Mind on Fire Vlog – Episode One: “I would suffer my life to be taken.”
This episode is 94% Temple, 6% Beer. Mostly I talk about the throat-slitting penalty that was removed from the endowment ceremony in 1990, when I still had the (mis)fortune of experiencing it.
I would love to hear your feedback.
Update:
Most of my attributions got edited out (I had to seriously shorten my ramblings, believe it or not), and I had intended to include them in the accompanying post, so thanks Wren, for the reminder! The excerpts I read are from “Bad Blood, Good Blood: Mountain Meadows Massacre and the Atoning Sacrifice of John D. Lee,” a paper I wrote for a religious studies class three years ago. I also quote from David Buerger’s The Mysteries of Godliness: A History of Mormon Temple Worship. You can download the entire paper (in Microsoft Word format). It was great fun to write, stringing together with some academic glue (a la Rene Girard) a massacre and secret vengeance oaths and bloody sacrificial atonement by firing squad. Here’s the part I read in the video:
The vengeance oath is but one of several that Mormons took in temple ceremonies. In three of these oaths, temple initiates promised not to reveal certain secret hand gestures, passwords, and penalties associated with these “signs.” The penalties were particularly violent in their symbolism and deserve some attention.
The penalties had verbal and somatic components. In the nineteenth century, Mormons taking several of the oaths would describe the manner of death (i.e., the penalty) prescribed for breaking the respective vow while pantomiming the manner of death. In 1927, most of this harsh language was removed:
The language of a number of penalties was tempered. For example, previously initiates had agreed that revealing endowment secrets would bring these penalties: “[Let my throat…be cut from ear to ear, and my tongue torn out by its roots”; “our breasts…be torn open, our hearts and vitals torn out and given to the birds of the air and the beasts of the field”; and “your body…be cut asunder and all your bowels gush out.” Now these penalties simply alluded to “different ways in which life may be taken.” (Brueger, p.141. Also, see note #14.)
The penalties were not a purely Mormon innovation. Joseph Smith probably was inspired by Masonry when creating the oaths and penalties. There are parallel actions and language in Masonic rites, and there is plenty of evidence that Smith and many men who were close to him were practicing Masons in Nauvoo.

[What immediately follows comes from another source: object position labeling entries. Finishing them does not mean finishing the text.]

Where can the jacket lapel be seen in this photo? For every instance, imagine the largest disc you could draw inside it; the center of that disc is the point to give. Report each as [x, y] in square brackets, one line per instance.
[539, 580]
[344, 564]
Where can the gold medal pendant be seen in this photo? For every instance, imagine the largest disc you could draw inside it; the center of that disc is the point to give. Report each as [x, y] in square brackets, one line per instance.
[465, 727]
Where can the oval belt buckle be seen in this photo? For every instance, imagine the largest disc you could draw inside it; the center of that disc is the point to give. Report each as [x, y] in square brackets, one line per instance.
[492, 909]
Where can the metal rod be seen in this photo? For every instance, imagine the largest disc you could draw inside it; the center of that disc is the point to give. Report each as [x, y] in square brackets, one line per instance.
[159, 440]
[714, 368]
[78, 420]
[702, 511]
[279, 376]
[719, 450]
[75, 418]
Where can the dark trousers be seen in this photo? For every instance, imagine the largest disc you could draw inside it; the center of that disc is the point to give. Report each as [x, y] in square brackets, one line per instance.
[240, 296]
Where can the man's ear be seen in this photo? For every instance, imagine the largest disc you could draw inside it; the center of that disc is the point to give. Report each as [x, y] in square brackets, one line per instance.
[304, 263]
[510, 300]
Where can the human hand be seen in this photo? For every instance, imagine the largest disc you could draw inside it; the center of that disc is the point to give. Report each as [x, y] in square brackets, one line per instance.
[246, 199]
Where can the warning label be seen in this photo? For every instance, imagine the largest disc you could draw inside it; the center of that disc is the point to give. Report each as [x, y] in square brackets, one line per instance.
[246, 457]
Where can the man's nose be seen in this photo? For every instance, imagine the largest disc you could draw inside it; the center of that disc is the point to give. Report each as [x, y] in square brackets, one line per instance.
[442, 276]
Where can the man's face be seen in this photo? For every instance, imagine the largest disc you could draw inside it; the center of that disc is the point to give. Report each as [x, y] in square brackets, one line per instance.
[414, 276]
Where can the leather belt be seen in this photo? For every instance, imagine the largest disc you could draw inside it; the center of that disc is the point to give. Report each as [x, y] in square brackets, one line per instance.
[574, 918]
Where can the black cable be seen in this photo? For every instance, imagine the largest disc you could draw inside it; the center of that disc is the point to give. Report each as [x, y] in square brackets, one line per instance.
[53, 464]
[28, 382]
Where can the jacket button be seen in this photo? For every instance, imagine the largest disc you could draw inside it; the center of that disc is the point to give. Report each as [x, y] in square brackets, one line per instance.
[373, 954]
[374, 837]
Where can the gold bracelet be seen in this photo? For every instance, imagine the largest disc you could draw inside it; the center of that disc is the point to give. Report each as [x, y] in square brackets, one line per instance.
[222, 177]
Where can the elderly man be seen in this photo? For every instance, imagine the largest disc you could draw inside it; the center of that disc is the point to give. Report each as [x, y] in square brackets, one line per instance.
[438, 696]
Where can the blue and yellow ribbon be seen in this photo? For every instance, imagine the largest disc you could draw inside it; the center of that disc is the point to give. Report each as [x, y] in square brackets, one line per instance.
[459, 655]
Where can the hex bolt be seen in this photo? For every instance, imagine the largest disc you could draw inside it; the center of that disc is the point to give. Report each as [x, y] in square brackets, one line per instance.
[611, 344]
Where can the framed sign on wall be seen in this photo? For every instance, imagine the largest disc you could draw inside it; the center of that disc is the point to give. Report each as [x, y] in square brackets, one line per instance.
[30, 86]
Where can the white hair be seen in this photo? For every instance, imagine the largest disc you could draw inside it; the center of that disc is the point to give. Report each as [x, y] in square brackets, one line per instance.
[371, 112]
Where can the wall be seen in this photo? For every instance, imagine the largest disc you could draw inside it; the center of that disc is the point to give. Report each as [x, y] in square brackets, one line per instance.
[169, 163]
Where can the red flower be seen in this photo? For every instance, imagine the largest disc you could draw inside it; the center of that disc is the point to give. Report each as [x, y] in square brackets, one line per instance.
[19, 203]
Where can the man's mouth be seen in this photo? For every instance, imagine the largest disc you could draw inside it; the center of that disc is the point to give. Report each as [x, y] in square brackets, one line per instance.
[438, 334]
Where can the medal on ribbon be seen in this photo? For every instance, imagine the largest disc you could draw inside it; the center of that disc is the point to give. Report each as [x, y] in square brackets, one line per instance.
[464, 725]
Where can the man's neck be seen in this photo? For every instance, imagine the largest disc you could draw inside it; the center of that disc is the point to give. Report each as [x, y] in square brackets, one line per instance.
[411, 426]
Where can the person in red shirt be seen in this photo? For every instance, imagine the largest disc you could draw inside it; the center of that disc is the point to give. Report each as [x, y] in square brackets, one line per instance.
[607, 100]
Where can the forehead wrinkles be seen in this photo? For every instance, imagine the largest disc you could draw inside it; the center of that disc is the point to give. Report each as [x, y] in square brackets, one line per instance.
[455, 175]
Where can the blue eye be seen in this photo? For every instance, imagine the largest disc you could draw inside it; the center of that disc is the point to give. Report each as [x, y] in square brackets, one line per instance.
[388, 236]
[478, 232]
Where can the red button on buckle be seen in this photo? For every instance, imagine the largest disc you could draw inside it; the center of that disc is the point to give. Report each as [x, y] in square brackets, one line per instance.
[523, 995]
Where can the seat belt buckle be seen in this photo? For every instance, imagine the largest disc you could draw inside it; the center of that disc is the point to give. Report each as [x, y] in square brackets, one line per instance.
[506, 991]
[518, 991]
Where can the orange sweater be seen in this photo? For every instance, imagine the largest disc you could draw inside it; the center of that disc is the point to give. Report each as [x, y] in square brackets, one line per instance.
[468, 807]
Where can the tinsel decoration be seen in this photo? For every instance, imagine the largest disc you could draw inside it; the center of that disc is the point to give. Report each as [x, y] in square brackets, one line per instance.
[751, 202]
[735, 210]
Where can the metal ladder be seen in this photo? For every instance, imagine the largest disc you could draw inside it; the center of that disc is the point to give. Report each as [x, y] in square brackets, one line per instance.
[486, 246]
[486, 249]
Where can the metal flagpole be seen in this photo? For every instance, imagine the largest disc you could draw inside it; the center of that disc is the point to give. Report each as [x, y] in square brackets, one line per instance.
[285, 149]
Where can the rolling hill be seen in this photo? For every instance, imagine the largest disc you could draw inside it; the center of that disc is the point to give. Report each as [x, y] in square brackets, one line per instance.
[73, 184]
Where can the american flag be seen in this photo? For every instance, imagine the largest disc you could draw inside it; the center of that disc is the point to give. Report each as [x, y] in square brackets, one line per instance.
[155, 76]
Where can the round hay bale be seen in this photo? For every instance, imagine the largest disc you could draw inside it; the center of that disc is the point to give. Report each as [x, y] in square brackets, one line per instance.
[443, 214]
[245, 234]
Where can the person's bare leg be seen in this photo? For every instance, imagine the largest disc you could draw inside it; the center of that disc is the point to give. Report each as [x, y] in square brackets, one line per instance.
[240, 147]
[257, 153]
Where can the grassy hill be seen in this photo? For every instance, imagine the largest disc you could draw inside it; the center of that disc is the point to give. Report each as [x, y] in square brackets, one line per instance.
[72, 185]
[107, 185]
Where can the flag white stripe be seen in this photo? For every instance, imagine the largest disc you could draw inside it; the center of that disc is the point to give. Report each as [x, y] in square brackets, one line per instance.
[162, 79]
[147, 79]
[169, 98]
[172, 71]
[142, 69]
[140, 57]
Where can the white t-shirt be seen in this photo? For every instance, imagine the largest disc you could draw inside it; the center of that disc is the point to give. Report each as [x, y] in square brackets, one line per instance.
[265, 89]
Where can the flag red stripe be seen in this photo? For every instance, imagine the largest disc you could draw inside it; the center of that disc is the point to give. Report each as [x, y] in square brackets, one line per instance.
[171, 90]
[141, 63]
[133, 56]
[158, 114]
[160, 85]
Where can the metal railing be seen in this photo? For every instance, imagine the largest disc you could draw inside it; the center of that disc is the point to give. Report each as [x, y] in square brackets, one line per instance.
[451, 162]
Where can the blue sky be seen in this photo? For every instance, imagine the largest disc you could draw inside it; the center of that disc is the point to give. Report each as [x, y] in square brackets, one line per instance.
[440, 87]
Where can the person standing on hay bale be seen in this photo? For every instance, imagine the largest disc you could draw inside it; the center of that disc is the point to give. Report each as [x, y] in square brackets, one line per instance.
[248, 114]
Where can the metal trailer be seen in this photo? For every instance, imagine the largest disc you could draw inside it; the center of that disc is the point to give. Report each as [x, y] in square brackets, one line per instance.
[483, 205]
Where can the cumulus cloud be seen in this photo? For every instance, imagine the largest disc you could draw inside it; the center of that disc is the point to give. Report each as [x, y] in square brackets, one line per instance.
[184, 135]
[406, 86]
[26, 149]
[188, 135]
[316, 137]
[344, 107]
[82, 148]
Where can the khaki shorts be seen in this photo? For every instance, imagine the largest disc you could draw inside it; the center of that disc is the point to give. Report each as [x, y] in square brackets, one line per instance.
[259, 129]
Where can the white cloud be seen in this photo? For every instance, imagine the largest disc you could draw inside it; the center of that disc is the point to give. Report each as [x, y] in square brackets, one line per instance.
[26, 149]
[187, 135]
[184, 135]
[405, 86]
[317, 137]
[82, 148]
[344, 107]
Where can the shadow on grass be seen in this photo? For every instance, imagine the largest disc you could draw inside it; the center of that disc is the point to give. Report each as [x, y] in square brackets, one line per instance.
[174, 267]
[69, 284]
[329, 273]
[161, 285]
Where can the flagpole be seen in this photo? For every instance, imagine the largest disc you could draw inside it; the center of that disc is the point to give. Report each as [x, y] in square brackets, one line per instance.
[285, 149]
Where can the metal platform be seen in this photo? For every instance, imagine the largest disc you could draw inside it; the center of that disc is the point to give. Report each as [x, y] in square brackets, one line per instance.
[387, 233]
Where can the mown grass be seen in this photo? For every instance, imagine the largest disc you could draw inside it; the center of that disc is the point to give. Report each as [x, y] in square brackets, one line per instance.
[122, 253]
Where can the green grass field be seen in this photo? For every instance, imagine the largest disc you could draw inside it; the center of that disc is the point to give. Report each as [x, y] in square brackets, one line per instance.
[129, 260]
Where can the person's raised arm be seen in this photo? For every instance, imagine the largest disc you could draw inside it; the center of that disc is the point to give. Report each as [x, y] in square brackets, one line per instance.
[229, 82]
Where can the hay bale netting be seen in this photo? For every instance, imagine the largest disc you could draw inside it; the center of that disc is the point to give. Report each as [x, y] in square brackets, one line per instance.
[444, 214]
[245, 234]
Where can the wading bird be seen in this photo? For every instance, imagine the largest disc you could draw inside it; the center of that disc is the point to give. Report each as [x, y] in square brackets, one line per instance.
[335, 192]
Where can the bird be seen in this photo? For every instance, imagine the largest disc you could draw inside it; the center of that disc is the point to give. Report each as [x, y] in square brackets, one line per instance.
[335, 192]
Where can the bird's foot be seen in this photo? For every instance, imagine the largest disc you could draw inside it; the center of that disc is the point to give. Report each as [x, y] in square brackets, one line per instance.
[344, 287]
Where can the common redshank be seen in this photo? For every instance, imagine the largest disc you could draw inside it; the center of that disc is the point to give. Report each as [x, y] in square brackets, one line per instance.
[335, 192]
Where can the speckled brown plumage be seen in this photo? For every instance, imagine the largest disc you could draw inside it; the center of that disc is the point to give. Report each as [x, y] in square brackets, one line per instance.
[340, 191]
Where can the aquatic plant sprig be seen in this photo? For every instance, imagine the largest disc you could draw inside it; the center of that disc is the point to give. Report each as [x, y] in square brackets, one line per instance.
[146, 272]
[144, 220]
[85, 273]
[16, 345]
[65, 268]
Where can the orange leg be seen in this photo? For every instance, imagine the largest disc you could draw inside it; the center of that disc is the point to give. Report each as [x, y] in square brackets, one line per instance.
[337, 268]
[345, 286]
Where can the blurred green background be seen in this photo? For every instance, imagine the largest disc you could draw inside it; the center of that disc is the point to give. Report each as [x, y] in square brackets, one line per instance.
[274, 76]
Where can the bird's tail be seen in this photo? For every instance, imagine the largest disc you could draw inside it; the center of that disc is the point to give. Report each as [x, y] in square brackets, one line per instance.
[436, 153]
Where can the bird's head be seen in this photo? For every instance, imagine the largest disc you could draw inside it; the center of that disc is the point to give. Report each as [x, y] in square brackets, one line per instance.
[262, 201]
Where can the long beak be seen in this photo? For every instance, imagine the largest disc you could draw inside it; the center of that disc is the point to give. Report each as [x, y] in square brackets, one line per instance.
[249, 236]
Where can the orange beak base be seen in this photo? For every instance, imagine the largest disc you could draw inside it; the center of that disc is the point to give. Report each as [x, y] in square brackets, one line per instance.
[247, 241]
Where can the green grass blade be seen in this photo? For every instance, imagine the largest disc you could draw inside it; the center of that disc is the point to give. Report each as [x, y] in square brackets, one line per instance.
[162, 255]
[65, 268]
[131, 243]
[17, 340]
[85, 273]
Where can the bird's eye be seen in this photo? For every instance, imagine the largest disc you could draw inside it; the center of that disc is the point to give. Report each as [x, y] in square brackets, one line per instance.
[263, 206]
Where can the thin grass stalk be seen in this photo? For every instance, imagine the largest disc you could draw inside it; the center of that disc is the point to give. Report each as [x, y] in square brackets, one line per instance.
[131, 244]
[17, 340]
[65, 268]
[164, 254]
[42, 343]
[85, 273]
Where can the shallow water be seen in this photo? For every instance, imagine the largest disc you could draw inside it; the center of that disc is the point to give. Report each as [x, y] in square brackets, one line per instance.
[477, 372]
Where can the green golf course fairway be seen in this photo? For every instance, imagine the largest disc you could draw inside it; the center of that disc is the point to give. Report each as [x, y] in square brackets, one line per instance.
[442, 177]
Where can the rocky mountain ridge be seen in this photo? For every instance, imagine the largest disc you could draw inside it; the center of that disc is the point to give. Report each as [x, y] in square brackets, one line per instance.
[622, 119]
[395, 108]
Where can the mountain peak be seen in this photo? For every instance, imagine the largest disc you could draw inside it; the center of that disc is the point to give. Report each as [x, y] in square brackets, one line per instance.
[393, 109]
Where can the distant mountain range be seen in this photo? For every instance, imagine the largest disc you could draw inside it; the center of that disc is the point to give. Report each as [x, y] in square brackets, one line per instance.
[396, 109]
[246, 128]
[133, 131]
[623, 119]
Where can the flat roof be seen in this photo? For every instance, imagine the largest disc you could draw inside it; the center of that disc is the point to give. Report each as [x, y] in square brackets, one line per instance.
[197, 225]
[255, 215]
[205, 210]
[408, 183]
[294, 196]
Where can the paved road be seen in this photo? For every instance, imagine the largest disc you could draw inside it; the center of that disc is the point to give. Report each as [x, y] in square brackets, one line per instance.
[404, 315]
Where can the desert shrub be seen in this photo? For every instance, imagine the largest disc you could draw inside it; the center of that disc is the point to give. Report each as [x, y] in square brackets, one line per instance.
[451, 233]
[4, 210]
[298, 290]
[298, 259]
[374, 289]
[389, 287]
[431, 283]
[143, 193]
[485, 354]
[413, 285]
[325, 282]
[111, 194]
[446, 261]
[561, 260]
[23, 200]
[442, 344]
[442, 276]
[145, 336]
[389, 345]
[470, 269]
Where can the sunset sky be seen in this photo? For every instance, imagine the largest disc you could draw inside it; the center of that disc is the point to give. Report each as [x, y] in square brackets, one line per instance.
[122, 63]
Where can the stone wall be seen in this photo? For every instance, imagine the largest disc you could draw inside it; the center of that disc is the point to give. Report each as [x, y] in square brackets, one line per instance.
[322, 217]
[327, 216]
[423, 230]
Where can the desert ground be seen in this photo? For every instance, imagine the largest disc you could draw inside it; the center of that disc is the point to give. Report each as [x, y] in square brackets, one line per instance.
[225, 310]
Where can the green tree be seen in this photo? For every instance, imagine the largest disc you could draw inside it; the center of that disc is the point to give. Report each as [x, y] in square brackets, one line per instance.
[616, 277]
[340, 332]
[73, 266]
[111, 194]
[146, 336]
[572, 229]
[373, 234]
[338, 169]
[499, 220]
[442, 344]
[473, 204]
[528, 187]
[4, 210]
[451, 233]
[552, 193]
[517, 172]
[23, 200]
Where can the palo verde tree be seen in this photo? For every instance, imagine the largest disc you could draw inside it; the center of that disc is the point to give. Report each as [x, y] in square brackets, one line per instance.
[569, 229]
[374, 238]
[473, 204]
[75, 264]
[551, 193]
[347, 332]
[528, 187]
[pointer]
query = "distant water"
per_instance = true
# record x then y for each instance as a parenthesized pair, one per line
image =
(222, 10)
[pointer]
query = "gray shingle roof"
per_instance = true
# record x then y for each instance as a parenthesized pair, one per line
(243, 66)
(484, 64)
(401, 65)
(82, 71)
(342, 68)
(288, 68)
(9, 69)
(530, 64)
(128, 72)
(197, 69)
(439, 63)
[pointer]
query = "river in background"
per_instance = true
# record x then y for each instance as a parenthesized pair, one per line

The penalties were wholly eliminated from the endowment when the ceremony was streamlined in April 1990. I participated in my own endowment rite a month before these changes were made and had the opportunity to enact the penalties before they were removed. I remember two of the three. When the officiator administered one of the oaths and said (speaking for us), “it would be better for me to take my life,” those of us in attendance mimed, in a stylized manner, slitting our throats from one ear to the other (with our thumb representing the knife). In a later oath we mimed our own disembowelment. Speaking from personal experience, I have a visceral response to this part of the ritual that I do not have to any other elements. The throat-slitting action is particularly strong in my memory, perhaps because it is reinforced by its usage in popular culture outside of the Mormon temple. It is acknowledged that ritual is a powerful teaching tool; I suspect that violent ritual is even more so, because it has the potential to provoke an instinctive visceral response that is then associated with the contextual teaching.
Finally, the beer.
It was an Alesmith Wee Heavy Scotch Ale (our favorite, Kiltlifter from Moylan’s, falls into this category). You saw the head in the video. The feel was kinda lighter than I expected from a dark, high alcohol ale. It is strong on the malt, sweet, and what bitter there is comes as much from the smokey, caramelized malt as from the light hops. Since I dream of the highlands, and am not so much into hops, this is a *perfect* beer for me. Cheers!
LDS Temple Ceremony goes Prime Time.
Apparently some aspect of the LDS temple ceremony will be portrayed on HBO’s Big Love (tonight?). Here’s a picture that was forwarded to me, apparently from TV Guide:

Mormons are decrying this as sacrilegious and disrespectful, of course, but as one of thousands who was hoodwinked into going through the ceremony and socially coerced into accepting its secret oaths and tenets, I think that just about any public airing will help to diminish the power of the ritual. While I would hesitate to characterize Mormonism as a cult, the temple is where it gets the closest to acting like one. So this airing is a Good Thing. And it may be the first episode of Big Love I actually watch.